中小企業でBCPを作成する場合、リスクマネジメント専門部門は無いでしょうから、総務部長相当の方が中心になるケースが多いと思います。専門書を読んで一から勉強するのも良いですが、各種中小企業支援機関が出しているBCPテンプレート(ひな形)を活用しましょう。これらのテンプレートには、BCPで作成する文書(例:従業員連絡リスト、供給品目・供給業者情報など)のテンプレートに加え、BCPのガイドライン(テキスト)も付いていますのでこれ一冊で十分でしょう。 ネットですぐに検索できます。
 

中小企業庁 BCP策定運用指針(入門・基本・中級・上級各コース有り)
東京商工会議所 BCP策定ガイド


業界テンプレートの例

国土交通省関東地方整備局 建設会社における災害時の事業継続力認定の申請に向けた準備書
全日本トラック協会 中小トラック運送会社のためのリスク対策ガイドブック

身の丈に合ったBCPを作る

BCPの専門書やテキストを読むと、BCPを作るのはずいぶん難しいと感じるかもしれません。中核事業をどうやって選定したら良いのか、目標復旧時間(RTO)をどうやって決めたら良いのか・・・。

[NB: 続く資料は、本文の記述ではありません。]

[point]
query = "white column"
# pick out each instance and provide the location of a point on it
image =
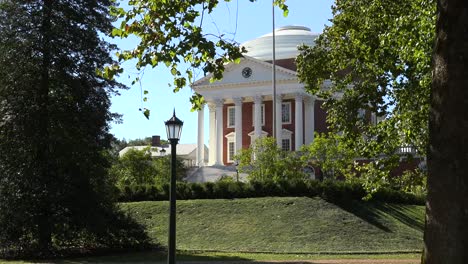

確かに事業が多岐・広範にわたっている大企業の場合は、この作業は煩雑で時間がかかります。でもほとんどの中小企業においては事業はシンプルですから社長の感覚で中核事業は「この仕事」「この顧客対応」と決めてしまってかまわないのです。目標復旧時間も、手持資金を前提に売上=ゼロとして支払予定を考えれば、いつまでに事業を再開して収入を得る必要があるのかおのずと決まります。


高度なBCPを目指す必要はありません。まず最初は「無いよりははるかにマシ」くらいの気持ちで身の丈に合ったBCPに取組みましょう。




COLUMN

極端な例かもしれませんが,街のレストランのBCPだって作れます。
大地震があって,店舗施設は安全が確認できたが,電気・ガス・水道は止まっているとしましょう。 周囲は家で食事が作れない家庭ばかりです。
この場合中核事業とは,常時ストックされていて常温で保存されている食材を使い,弱い火力でも手早く作れるメニューを,毎日1~2種類だけ提供することです。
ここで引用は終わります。